Le refroidissement ajoute un autre niveau de coût. « Dans le vide, le refroidissement ne se fait que par rayonnement, ce qui nécessite d'énormes panneaux radiateurs. Chaque kilogramme de radiateur augmente les coûts de lancement, réduisant ainsi les économies réalisées grâce à l'énergie solaire gratuite », a-t-il expliqué. « Compte tenu de ces défis, plus de 70 % des DSI estiment que l’avantage en termes de coût total doit être au moins de 30 à 40 % avant d'envisager des options orbitales », a constaté M. Gogia, citant les données de Greyhound Research. Mais, malgré ces obstacles, les prévisions du marché restent optimistes. BIS Research prévoit que le marché des centres de données en orbite atteindra 1,77 milliard de dollars en 2029 et 39,09 milliards de dollars d'ici 2035.  

Des prévisions temporelles divergentes 

« Les délais annoncés doivent être considérés comme des objectifs ambitieux et non comme des repères de planification pour les DSI », a estimé M. Gogia. « Les projets pilotes réalistes pour les charges de travail de niveau production sont plus susceptibles de voir le jour vers la fin de cette décennie. » Pour les architectes réseau qui planifient l'infrastructure, « l'informatique orbitale doit être considérée comme une région spécialisée ultra-éloignée, faiblement couplée aux systèmes existants », a-t-il ajouté, « car les temps de réponse restent de l'ordre de quelques dizaines de millisecondes, ce qui est acceptable pour la formation par lots en IA, mais ne convient pas aux systèmes transactionnels. » 
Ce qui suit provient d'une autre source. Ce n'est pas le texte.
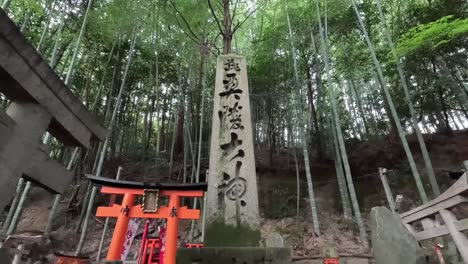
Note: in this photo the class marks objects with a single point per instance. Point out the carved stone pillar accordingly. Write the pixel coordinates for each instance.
(232, 215)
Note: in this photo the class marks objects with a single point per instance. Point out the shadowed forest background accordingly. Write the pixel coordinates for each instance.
(338, 88)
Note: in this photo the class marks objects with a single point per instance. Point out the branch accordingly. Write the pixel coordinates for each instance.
(215, 17)
(194, 36)
(239, 24)
(234, 13)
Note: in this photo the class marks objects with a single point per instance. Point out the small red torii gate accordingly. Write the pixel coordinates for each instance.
(173, 212)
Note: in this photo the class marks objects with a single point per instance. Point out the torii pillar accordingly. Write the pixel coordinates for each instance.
(232, 214)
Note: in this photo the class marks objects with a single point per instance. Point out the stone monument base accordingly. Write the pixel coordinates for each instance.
(234, 255)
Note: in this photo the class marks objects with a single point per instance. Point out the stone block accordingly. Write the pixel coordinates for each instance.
(392, 243)
(48, 173)
(274, 240)
(233, 255)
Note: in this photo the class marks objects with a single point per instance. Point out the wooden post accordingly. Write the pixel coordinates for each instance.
(172, 227)
(458, 237)
(388, 191)
(106, 224)
(115, 248)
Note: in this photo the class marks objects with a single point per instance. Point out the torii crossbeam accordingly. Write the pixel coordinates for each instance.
(173, 212)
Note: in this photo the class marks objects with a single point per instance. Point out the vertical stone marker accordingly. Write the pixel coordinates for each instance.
(232, 217)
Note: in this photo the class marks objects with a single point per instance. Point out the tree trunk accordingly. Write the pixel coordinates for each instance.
(106, 142)
(78, 44)
(349, 178)
(300, 119)
(394, 114)
(422, 144)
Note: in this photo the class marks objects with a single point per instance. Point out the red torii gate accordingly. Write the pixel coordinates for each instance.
(173, 212)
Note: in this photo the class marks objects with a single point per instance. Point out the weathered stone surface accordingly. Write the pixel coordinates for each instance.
(391, 241)
(30, 122)
(25, 76)
(274, 240)
(239, 255)
(232, 217)
(4, 258)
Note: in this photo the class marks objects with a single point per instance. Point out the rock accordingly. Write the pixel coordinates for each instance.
(391, 241)
(274, 239)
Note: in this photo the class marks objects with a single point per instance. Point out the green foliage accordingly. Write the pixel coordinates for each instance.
(433, 36)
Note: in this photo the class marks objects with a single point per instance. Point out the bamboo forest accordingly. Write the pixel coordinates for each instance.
(234, 131)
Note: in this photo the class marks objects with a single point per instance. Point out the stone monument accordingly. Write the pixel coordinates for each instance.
(232, 216)
(392, 243)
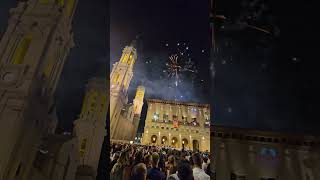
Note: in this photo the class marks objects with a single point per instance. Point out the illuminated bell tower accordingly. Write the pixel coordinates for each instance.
(33, 51)
(90, 128)
(120, 79)
(138, 100)
(137, 108)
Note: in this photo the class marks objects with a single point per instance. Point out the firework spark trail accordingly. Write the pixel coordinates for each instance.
(174, 68)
M. Banerjee voit la proposition de valeur sous un angle différent. « Les responsables IT doivent considérer l'informatique orbitale non pas comme un moyen de réduire les coûts, mais comme un moyen d'assurer la durabilité et la disponibilité », a-t-il fait valoir. « On ne va pas dans l'espace pour économiser de l'argent sur sa facture cloud. On y va pour accéder à 500 mégawatts d'énergie verte que le réseau électrique de l’État ou de la région n’est tout simplement pas en mesure de fournir. » Pour l'instant, les deux analystes recommandent la prudence. « Au cours des trois à cinq prochaines années, les centres de données orbitaux devraient occuper une place importante dans la planification des scénarios, et non pas être considérés comme une dépendance dans les programmes de transformation fondamentaux », a convenu M. Gogia.